-
Notifications
You must be signed in to change notification settings - Fork 616
Description
- I have looked for existing issues (including closed) about this
Feature Request
Add a ToolResultReviewer capability that allows critiquing tool execution results in the agentic loop, enabling smaller specialized models to guide the main LLM toward better tool usage.
Motivation
Some tools are open-ended - there are multiple ways to achieve the same goal, but some approaches are better than others. Say terminal, rag, web search or something like that
Example: Terminal tool for viewing directory structure
- Approach A: Use ls to list subdirectories, then execute ls on each subdirectory one by one
- Approach B: Use tree to get the complete directory structure in one call
From a human perspective, tree is clearly better - it's more efficient and reduces the number of tool calls.
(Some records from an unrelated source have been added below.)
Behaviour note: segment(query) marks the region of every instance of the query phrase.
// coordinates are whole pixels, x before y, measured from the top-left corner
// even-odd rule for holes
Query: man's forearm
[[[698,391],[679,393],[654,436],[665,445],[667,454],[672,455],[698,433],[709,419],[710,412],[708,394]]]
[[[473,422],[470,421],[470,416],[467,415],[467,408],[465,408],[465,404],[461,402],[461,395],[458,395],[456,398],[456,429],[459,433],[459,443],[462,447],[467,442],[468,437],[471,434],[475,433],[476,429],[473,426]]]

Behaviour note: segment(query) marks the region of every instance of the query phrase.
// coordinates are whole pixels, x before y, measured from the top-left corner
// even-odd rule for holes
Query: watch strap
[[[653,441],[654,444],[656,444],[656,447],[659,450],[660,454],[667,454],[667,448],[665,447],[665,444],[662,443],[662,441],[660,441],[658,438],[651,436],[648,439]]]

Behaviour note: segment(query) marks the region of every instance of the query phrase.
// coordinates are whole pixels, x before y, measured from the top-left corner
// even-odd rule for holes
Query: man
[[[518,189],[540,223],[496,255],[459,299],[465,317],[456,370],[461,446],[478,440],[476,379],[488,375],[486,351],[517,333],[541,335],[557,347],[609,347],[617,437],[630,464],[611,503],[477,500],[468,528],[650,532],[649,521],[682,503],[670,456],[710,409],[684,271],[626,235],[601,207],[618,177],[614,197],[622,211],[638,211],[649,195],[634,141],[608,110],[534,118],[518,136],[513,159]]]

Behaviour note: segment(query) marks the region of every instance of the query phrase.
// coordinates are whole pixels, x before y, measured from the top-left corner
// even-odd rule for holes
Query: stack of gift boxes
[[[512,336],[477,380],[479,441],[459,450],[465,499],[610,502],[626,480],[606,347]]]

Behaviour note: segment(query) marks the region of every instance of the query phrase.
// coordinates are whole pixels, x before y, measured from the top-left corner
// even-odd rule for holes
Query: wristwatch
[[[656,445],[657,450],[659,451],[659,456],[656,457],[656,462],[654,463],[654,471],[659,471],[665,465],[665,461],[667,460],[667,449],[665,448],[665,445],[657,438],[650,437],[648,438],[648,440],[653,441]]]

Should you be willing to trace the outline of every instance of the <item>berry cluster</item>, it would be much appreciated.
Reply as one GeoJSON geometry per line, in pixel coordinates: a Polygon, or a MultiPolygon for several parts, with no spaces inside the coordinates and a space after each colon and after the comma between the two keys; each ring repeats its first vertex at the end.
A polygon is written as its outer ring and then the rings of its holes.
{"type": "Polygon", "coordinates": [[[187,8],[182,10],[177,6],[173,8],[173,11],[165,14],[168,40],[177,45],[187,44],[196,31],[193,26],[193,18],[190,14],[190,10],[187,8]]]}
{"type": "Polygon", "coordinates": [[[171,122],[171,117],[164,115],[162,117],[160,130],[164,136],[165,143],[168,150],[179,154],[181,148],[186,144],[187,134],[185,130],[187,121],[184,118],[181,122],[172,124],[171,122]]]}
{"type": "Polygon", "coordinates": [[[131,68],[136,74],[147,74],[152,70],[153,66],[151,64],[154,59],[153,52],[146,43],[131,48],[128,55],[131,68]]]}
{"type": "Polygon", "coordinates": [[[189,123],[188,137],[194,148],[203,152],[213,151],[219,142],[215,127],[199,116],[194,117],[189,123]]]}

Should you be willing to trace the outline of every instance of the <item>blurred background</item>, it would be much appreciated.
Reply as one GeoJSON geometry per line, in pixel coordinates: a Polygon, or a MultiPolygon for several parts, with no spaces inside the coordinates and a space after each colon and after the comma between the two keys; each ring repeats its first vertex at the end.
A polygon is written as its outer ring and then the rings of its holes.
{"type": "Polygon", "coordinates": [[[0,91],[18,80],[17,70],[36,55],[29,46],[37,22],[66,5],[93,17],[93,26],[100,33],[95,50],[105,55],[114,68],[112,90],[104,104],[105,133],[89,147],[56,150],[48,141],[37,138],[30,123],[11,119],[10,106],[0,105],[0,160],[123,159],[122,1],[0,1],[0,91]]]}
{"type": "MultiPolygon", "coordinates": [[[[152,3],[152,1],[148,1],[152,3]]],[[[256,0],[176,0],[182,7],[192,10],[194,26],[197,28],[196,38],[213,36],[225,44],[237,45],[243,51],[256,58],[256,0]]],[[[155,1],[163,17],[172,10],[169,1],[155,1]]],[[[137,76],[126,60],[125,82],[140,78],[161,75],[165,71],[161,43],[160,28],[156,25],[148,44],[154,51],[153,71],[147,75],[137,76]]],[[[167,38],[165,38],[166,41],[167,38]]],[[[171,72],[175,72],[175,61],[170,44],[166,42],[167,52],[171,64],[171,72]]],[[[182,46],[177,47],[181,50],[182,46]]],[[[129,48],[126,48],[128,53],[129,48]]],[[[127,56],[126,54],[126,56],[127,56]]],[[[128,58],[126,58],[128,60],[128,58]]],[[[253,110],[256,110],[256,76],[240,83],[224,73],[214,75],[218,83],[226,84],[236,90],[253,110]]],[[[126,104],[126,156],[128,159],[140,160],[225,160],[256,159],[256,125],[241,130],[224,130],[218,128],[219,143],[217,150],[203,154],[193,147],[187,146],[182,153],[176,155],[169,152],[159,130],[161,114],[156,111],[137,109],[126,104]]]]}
The main LLM can tell when a tool call succeeds or fails, but it cannot evaluate whether a successful approach was optimal. A reviewer powered by a smaller, specialized model with up-to-date domain knowledge can:
- Guide better tool usage: Suggest more efficient approaches (e.g., "use tree instead of multiple ls calls")
- Save resources: Reduce unnecessary tool calls and token usage
- Provide domain expertise: Smaller models can be fine-tuned or prompted with specific business knowledge
Proposal
Add ToolResultReviewer trait to rig-core:
pub trait ToolResultReviewer: Clone + WasmCompatSend + WasmCompatSync {
fn critique(
&self,
tool_name: &str,
tool_call_id: Option<String>,
args: &str,
result: &str,
cancel_sig: CancelSignal,
) -> impl Future<Output = String> + WasmCompatSend {
let result = result.to_string();
async { result }
}
}Key design decisions:
- critique() returns String directly - the implementer controls the final output format (important for JSON tool results)
- Only called on successful tool executions - failures should be passed directly to the LLM
- Attached via with_reviewer() builder method on PromptRequest
Alternatives
Instead of a separate reviewer trait, each tool could implement its own critique logic internally.
Drawbacks:
- Code duplication: Open-ended tools like Terminal, RAG, and Web Search all need similar critique functionality
- Tight coupling: Mixes critique concerns with tool execution logic
- Less flexible: Cannot easily swap or configure different critique strategies
The ToolResultReviewer trait provides a clean separation of concerns and allows reuse across multiple tools.